The Biosphere - Part 2
Yesterday I discussed the external structure of The Biosphere but today, I want to take you deep inside the structure. As you may remember I started by creating a utility tower – a hexagonal concrete structure with a massive foundation. As noted, the lower level was a giant cistern providing both water storage and treatment which feeds a series of surface pools in the plaza area for interest, cooling and humidification. The upper levels of the utility tower feature mechanical rooms, an electrical room, and is topped by the ventilation control room- essentially pair of “rooftop” commercial HVAC units in a large, louvered room which help control the atmosphere in the huge open space. The tower also serves as the structural core of the biosphere, its six corners supporting huge open trusses which span across the open communal space to the two-story living units. The center of the dome is just that – a dome of insulated glass panels, each a triangle and each tying in to the triangles around it. They arch gently as they soar three stories above the communal open space and provide weather protection as well as a control surface for solar gain. In desert communities, a low-e filmed glass will keep excess sun out while in arctic communities, clear solar glass can be used to allow as much solar energy into the biosphere as is desired.
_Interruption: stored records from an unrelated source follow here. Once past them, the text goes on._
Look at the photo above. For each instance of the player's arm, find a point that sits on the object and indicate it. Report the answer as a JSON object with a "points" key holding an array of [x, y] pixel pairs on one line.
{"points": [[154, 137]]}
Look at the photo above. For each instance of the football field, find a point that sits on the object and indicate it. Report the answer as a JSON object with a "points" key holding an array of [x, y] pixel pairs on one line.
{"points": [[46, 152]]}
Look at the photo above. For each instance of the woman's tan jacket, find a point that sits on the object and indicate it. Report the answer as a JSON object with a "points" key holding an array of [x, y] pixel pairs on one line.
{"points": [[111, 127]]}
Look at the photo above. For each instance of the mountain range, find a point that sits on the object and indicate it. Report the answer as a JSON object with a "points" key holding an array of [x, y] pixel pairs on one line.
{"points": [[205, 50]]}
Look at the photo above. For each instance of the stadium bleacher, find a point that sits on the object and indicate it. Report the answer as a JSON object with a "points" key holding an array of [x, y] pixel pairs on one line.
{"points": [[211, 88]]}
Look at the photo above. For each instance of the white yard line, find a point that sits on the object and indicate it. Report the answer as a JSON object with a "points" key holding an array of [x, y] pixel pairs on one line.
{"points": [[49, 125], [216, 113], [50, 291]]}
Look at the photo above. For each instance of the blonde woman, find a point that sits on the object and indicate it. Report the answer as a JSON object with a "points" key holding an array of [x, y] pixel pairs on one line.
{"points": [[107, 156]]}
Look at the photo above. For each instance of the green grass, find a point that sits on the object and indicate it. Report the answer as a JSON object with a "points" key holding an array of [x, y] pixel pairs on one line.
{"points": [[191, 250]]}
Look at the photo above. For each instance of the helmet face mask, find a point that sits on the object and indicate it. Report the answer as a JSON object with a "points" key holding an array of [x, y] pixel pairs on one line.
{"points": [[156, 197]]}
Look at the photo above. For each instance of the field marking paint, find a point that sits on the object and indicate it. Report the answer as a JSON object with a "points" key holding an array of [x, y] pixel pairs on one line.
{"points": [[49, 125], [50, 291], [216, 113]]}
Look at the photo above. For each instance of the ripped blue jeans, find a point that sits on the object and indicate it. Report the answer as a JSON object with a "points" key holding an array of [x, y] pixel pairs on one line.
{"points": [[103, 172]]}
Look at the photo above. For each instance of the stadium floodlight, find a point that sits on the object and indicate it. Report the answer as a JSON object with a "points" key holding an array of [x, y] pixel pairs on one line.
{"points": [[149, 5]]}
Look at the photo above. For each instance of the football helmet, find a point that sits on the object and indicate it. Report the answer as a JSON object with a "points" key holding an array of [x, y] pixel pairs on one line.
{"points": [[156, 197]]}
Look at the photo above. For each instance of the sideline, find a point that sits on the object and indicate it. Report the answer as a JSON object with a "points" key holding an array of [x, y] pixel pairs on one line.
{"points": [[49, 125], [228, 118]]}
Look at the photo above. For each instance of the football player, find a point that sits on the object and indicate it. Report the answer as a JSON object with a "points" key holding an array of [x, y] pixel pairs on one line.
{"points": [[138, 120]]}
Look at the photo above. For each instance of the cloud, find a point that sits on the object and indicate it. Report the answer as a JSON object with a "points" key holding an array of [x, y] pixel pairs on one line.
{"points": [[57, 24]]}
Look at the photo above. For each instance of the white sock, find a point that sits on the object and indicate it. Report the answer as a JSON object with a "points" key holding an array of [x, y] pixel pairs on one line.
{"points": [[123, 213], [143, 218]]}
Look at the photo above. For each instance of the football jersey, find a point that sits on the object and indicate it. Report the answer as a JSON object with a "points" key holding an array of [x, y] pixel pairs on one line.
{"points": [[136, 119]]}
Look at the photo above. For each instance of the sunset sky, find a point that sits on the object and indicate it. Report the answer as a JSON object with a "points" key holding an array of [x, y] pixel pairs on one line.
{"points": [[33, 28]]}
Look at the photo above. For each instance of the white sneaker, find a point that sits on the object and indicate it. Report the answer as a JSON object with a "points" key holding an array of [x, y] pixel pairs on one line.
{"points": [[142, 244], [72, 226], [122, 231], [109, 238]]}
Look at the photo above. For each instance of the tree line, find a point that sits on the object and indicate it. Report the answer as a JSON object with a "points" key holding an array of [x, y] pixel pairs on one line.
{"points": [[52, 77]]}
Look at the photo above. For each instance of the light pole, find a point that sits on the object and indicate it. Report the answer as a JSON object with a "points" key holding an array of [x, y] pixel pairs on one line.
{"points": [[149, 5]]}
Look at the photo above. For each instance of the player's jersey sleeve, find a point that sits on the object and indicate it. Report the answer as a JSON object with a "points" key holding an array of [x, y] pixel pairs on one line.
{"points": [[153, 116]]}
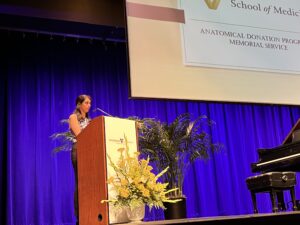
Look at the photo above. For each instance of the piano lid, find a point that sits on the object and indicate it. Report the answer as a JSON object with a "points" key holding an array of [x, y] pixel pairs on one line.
{"points": [[289, 137]]}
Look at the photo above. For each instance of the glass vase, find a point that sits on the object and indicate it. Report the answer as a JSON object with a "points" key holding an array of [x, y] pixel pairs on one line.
{"points": [[136, 213]]}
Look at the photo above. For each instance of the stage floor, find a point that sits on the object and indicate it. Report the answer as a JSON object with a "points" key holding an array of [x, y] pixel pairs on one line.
{"points": [[256, 219]]}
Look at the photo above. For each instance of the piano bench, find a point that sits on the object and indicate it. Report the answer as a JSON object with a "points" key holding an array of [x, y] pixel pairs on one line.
{"points": [[274, 183]]}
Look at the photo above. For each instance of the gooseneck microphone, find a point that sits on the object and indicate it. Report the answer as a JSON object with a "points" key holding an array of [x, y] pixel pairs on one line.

Some pods on the inner, lower level are service pods – community stores, infirmary, meeting rooms, etc. Walkways running around the inner ring of the living units provide access to the units, act as deck space and provide maintenance access to the upper level where additional equipment is located. But down below is the fun stuff – stepping through the ring of habitation pods from the outside, passing under the second floor units and popping out into a park-like setting with soaring glass lid is a flying experience even the Wright brothers would have been envious of! I have done it digitally, and it is pretty cool.
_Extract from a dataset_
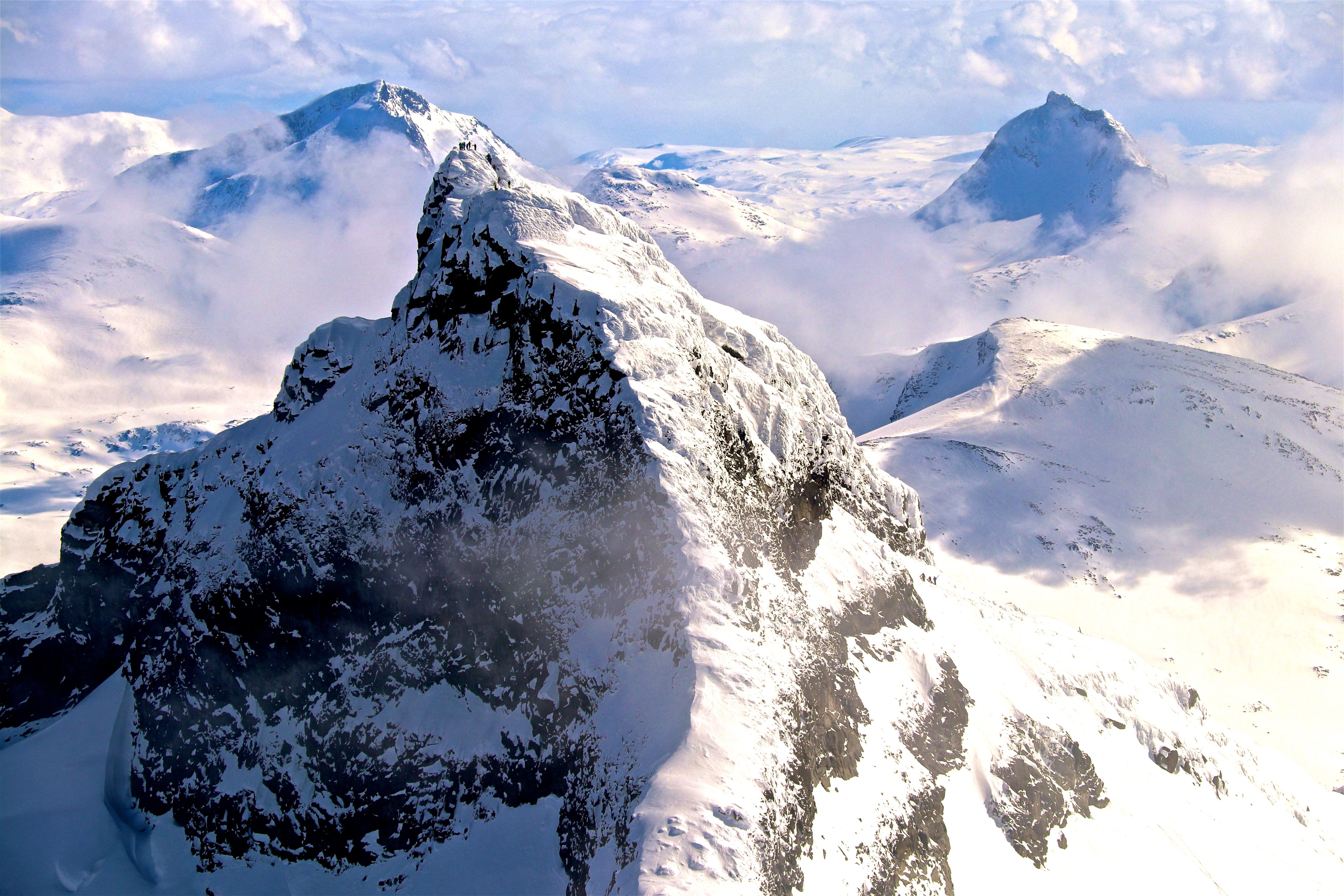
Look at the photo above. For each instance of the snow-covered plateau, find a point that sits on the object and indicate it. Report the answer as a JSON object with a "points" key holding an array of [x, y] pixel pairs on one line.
{"points": [[565, 579]]}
The park-like setting is rich in plants and trees chosen for their durability, low-water use, ability to cool through transpiration (some trees do this better than others) and possibly even their ability to bear fruit. In the small villages in Alaska, fresh fruits and vegetables are a rare commodity so this would be a major component in selecting greenery. Walking paths of recycled shipping and construction materials appear to meander through the park, but are carefully laid out to minimize landscape damage from occupants short-cutting from one spot to another. A central plaza surrounded by trees feeds off of the cascading pools of collected water, with tables and hardscape to support community gathering. A communal garden space is blocked out, with room to grow, and a kids’ play area aims to keep kids from trying to climb out onto the roof trusses overhead.
There is a lot of potential for a modular community such as this and there are certainly ideas out there which can improve upon what we have developed here, so we look forward to hearing from you!